The array of wired and wireless mice come in all manner of colours, from cobalt blue to fiery lava, with keyboards presented in a merging of black and silver — not a beige hue in sight.

To put credibility behind its desire to be fashionable, the company recruited renowned designer Philippe Starck to change the appearance of the computer mouse as we know it. Paris-based Starck’s work spans the worlds of art, architecture and industrial design. He has done work on the Elysées Palace at former French president François Mitterrand’s request; redesigned the Royalton and Paramount hotels in New York and scattered Japan with architectural jewels that have made him the leading exponent of expressionist architecture. His respect for the environment and for humankind has also been recognised in France, where he was commissioned to design the Ecole Nationale Supérieure des Arts Décoratifs in Paris, the control tower at Bordeaux airport and a waste recycling plant in Paris.

His end design for Microsoft was a sleek hemispheric, two-button mouse with a shimmering silver finish and a glowing strip of light — available in orange and blue — as well as featuring optical technology and a coloured scroll wheel.

“Modern elegance is duplication; everything today is mass produced,” Starck says, indicating that just because products are mass produced, they need not be vulgar. “To come up with a new product design I decided to kill the original concept. My work is not to be the best but to help people to have a better life. The mouse reflects a minimalist relationship with your computer and the light reflects a proof of life.”

Microsoft also revealed its plans to roll out fingerprint-reading devices that will remove the complexity from computing by enabling web surfers to cut down on the number of passwords they need to remember to access websites.

By pressing a thumb or forefinger on the scanners, which are either separate or included on some of the new keyboard products, users surfing a specific website no longer have to remember or type specific passwords to access the site as the fields are automatically populated by the necessary user names, passwords and any other information required.

The fingerprint device comes in three products: Optical Desktop keyboard with Fingerprint Reader; Wireless intelliMouse Explorer with Fingerprint Reader; and the stand-alone Microsoft Fingerprint Reader.

“Keeping track of user names and passwords is a real frustration for people,” says Roger Kay, vice-president of client computing at IDC. “Although using a combination of methods, including using a strong password, is recommended for retrieving personal and financial information from the internet, a biometric password manager clearly makes opening ordinary password-protected web pages more convenient.”

Microsoft is positioning the technology as a convenience tool rather than recommending it for high-end security uses such as accessing personal bank accounts. For example, Microsoft estimates 75pc of home PCs are shared by one or more users and fingerprint readers enable individuals to have their particular settings immediately called up. In this way, concerned parents can ensure their children aren’t accessing inappropriate sites online or putting the PC to improper use.

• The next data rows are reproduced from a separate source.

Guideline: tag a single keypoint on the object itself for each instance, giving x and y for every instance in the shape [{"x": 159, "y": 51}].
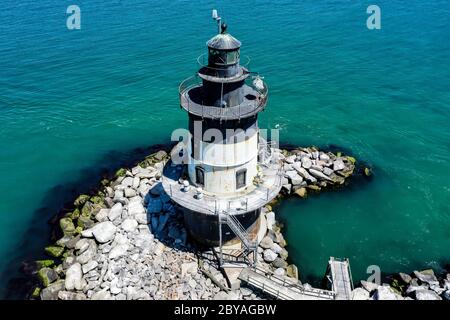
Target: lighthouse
[{"x": 224, "y": 171}]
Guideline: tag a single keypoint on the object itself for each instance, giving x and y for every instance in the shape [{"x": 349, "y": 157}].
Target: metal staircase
[{"x": 249, "y": 245}]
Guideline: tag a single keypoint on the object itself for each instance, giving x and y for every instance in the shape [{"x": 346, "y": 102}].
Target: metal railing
[
  {"x": 240, "y": 231},
  {"x": 213, "y": 205},
  {"x": 293, "y": 286},
  {"x": 203, "y": 62},
  {"x": 244, "y": 109}
]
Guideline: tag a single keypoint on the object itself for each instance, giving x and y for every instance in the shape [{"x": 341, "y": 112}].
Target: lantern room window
[
  {"x": 200, "y": 176},
  {"x": 223, "y": 57},
  {"x": 241, "y": 176}
]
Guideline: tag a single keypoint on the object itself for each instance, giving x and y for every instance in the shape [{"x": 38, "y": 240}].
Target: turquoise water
[{"x": 75, "y": 102}]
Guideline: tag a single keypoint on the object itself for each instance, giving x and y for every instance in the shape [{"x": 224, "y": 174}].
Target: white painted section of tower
[{"x": 221, "y": 162}]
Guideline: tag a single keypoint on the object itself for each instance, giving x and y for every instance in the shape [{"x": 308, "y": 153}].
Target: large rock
[
  {"x": 90, "y": 265},
  {"x": 47, "y": 276},
  {"x": 360, "y": 294},
  {"x": 279, "y": 263},
  {"x": 51, "y": 292},
  {"x": 301, "y": 192},
  {"x": 115, "y": 212},
  {"x": 426, "y": 276},
  {"x": 446, "y": 295},
  {"x": 74, "y": 277},
  {"x": 101, "y": 295},
  {"x": 406, "y": 278},
  {"x": 324, "y": 157},
  {"x": 319, "y": 175},
  {"x": 129, "y": 225},
  {"x": 270, "y": 218},
  {"x": 141, "y": 218},
  {"x": 102, "y": 215},
  {"x": 338, "y": 164},
  {"x": 292, "y": 271},
  {"x": 67, "y": 226},
  {"x": 269, "y": 255},
  {"x": 89, "y": 253},
  {"x": 279, "y": 272},
  {"x": 369, "y": 286},
  {"x": 386, "y": 293},
  {"x": 135, "y": 207},
  {"x": 104, "y": 231},
  {"x": 306, "y": 162},
  {"x": 266, "y": 243},
  {"x": 327, "y": 171},
  {"x": 296, "y": 180},
  {"x": 54, "y": 251},
  {"x": 276, "y": 248},
  {"x": 118, "y": 251},
  {"x": 189, "y": 268},
  {"x": 67, "y": 295}
]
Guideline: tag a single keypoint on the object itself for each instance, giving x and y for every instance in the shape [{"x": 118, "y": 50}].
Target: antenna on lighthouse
[{"x": 218, "y": 19}]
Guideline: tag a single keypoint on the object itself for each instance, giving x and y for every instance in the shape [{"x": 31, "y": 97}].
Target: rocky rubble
[
  {"x": 310, "y": 170},
  {"x": 128, "y": 242}
]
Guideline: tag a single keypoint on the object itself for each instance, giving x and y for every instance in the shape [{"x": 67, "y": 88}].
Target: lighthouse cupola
[{"x": 224, "y": 53}]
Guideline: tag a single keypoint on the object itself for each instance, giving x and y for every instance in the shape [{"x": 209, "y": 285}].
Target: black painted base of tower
[{"x": 204, "y": 228}]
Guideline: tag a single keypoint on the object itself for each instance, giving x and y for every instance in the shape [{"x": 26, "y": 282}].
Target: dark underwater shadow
[{"x": 15, "y": 284}]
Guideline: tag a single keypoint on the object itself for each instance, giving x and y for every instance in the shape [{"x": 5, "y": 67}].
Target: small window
[
  {"x": 241, "y": 176},
  {"x": 200, "y": 176}
]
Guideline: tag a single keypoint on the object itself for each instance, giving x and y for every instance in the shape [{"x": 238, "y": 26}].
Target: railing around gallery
[
  {"x": 215, "y": 112},
  {"x": 188, "y": 197}
]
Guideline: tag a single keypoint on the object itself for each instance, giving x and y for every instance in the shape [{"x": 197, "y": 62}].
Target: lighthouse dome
[{"x": 224, "y": 41}]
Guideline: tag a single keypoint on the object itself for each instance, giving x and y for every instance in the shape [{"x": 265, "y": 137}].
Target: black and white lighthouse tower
[{"x": 228, "y": 171}]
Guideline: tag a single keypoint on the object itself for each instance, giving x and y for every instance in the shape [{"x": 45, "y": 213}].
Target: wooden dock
[
  {"x": 340, "y": 278},
  {"x": 282, "y": 288},
  {"x": 338, "y": 273}
]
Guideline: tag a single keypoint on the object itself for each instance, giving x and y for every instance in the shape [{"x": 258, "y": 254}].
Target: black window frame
[
  {"x": 241, "y": 184},
  {"x": 199, "y": 169}
]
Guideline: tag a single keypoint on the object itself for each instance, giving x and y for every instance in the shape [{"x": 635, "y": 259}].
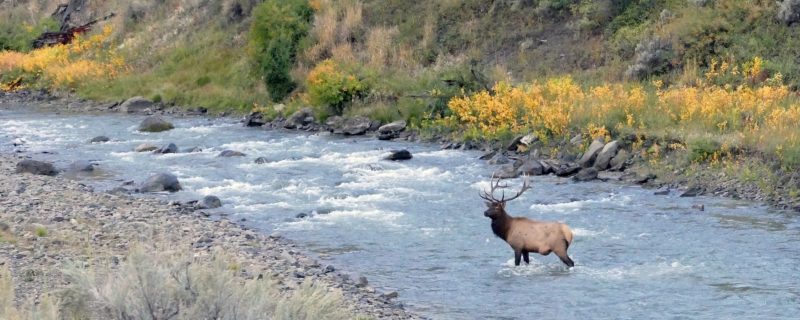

Jean-Philippe Courtois, CEO of Microsoft EMEA, told journalists that the rollout of the new devices is a response to consumers’ desire to take the complexity out of the use of technology in their lives. “People want to be unique in how they communicate, interact and the way they use technology in their lives. By introducing devices that deliver easier and more enjoyable ways to access information we are striving to enrich the users’ experiences,” he said.

By John Kennedy

Microsoft’s chairman Bill Gates has joined forces with French designer Philippe Starck (right) to change the appearance of computing forever.